When a phage first enters a bacterial cell, it is faced with an important decision: move into the ‘lytic mode’ with massive reproduction and kill the host bacterium, or go into stealth mode with ‘lysogeny’, where it quietly inserts its phage DNA into the host’s genome and lies dormant? Although one may think that this is a relatively simple question to answer (based on whether resources in the form of bacterial hosts are abundant or not), the decision is obviously more complex, and can be addressed at several levels. Sandeep Krishna’s group from NCBS explore this question of lytic-lysogenic decision making from the perspective of a predator-prey system, while Adhya’s team address this topic at a more molecular level by examining the DNA-protein interactions during this process. 

Once a phage has made the decision to opt for lysogeny, and the phage integration into the bacterial genome has occurred, some of these intracellular parasites have a devious mechanism (also used by other so-called ‘genomic parasites’) that kill bacterial cells which accidentally lose the phage/parasitic DNA integrated into the bacteria’s genome. This process is driven by a mechanism dubbed the ‘Toxin-Antitoxin’ (TA) system, and is mediated by two genes—one that codes for a stable toxin, and the other, that codes for an unstable antitoxin. The system is also called an addiction module, as once a bacterium gains such a module, it and its subsequent progeny cannot survive without the module. Bacteria that lose their phage-genome insertions containing such modules die because the stable toxin begins its assassination as the relatively unstable antitoxin levels within the bacterium drop. Without the phage genome, the DNA code to create the antitoxin is lost, and these bacteria are selectively culled from the general population. The TA modules have been used in biotechnical and biomedical applications as a method of maintaining plasmids within bacterial hosts without the need for antibiotic pressure for selective maintenance.  

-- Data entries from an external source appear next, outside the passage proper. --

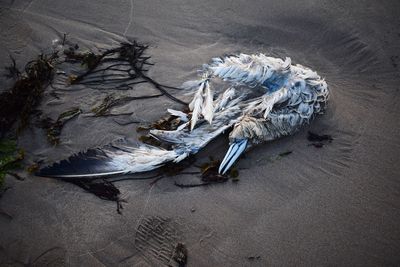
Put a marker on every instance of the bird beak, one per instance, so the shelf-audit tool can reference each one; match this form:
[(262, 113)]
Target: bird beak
[(234, 151)]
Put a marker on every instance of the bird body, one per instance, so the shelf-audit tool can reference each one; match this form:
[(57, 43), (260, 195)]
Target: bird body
[(261, 98)]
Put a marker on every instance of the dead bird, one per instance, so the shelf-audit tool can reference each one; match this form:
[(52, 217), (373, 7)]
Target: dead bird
[(260, 98)]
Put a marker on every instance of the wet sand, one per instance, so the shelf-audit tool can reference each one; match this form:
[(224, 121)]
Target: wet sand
[(337, 205)]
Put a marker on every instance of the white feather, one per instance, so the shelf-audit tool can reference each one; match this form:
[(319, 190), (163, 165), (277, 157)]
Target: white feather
[(208, 107)]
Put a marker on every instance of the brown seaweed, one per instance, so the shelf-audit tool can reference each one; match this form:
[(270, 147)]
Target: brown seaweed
[(18, 103), (129, 55), (317, 140), (54, 128)]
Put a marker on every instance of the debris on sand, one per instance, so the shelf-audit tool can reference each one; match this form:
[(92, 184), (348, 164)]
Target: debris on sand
[(117, 68), (18, 103), (276, 157), (317, 140), (54, 128), (102, 188), (180, 255), (10, 158), (210, 175)]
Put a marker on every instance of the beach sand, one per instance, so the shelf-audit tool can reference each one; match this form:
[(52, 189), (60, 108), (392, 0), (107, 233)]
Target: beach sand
[(334, 206)]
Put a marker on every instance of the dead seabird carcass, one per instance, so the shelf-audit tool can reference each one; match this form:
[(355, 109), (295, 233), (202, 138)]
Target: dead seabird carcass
[(260, 98)]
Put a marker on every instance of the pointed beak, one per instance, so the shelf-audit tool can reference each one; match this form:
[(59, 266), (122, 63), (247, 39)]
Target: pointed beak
[(234, 151)]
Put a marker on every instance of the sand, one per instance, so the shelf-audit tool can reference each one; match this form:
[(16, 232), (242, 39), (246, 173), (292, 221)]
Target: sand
[(334, 206)]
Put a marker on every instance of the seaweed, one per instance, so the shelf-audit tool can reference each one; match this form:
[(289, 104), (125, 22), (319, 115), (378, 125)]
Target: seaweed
[(54, 128), (127, 60), (20, 101), (111, 101), (317, 140), (10, 158), (169, 123), (12, 72)]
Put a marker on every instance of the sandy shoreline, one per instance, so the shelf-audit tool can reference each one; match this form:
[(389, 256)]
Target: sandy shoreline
[(338, 205)]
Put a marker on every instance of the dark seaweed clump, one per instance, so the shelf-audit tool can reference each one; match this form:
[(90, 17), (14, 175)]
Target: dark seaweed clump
[(18, 103), (128, 63), (317, 140), (54, 128)]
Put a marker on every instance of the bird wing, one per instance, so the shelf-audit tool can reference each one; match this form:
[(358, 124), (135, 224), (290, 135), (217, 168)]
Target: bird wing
[(121, 157)]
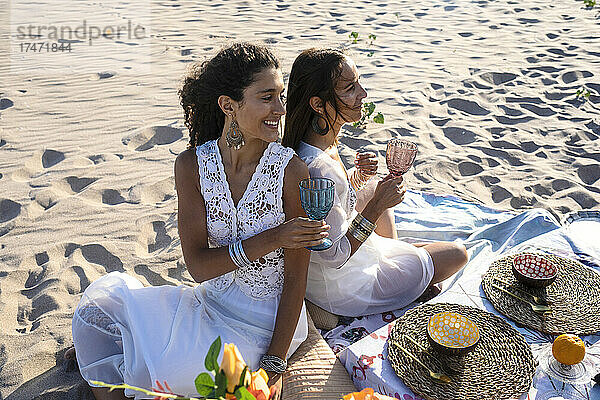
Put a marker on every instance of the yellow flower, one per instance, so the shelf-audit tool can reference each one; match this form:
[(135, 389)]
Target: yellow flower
[(365, 394), (258, 385), (233, 364)]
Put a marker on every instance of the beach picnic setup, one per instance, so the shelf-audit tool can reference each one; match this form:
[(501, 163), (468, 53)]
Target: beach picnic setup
[(490, 334), (300, 200)]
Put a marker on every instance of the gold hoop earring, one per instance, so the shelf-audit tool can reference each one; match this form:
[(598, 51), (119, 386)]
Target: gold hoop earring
[(234, 137)]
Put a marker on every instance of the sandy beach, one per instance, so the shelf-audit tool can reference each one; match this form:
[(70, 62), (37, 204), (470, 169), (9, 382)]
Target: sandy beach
[(487, 89)]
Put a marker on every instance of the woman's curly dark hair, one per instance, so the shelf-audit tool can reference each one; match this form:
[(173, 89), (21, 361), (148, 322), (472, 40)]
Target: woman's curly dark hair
[(315, 72), (228, 73)]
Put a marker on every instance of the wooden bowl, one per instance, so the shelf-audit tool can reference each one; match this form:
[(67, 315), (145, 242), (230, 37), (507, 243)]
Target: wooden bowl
[(534, 270), (451, 333)]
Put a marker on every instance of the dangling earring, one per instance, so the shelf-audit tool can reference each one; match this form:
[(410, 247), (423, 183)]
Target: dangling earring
[(234, 137), (316, 128)]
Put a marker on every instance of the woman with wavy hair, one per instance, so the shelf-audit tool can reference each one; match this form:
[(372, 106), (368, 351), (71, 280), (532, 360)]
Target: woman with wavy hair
[(243, 238), (367, 270)]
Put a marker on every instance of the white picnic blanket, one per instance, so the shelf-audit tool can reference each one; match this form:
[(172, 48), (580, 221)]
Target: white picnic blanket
[(488, 234)]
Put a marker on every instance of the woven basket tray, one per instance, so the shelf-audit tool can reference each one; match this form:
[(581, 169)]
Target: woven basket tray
[(574, 297), (500, 367)]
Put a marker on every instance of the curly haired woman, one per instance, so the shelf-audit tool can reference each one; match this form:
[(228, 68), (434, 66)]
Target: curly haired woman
[(242, 235)]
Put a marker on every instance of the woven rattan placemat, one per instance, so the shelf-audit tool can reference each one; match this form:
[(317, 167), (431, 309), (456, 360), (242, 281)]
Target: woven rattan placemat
[(574, 297), (500, 367)]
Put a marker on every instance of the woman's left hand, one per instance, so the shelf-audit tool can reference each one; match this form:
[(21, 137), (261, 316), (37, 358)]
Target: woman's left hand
[(366, 164)]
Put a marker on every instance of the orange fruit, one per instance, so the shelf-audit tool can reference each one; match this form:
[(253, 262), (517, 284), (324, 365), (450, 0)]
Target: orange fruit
[(568, 349)]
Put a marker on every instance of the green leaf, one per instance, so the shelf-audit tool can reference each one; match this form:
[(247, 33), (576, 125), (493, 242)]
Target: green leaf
[(242, 381), (204, 384), (210, 362), (242, 393), (221, 384), (379, 119)]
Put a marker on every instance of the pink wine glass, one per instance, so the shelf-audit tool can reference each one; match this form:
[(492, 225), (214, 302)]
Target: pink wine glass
[(400, 155)]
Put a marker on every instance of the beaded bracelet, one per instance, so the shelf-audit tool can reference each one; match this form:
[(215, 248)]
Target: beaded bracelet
[(273, 363), (360, 228), (238, 256), (358, 180)]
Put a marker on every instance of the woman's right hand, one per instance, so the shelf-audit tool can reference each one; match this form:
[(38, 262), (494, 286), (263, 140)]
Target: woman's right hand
[(301, 232), (390, 192)]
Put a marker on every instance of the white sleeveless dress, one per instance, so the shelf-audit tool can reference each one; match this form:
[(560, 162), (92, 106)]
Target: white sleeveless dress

All-in-all, the ‘100 years of bacteriophage research’ session left the impression that even a century spent in probing the inner workings of bacteriophages has not been enough to answer all the questions posed by the abilities of these tiny, ultramicroscopic pieces of life.

Some interesting reading on the year of the phage

A hundred years of research on bacteriophages is certainly not going to pass without a celebration honouring the life form and its central role in progressing biology to what it is today. The year of the phage website is a must-visit and has some lovely artwork outlining a timeline on phage research. Articles in the journals Nature and Bioessays and the e-magazine The Wire, make for pleasant reading and serve to remind us that important, if not always good, things can come in minuscule protein packages.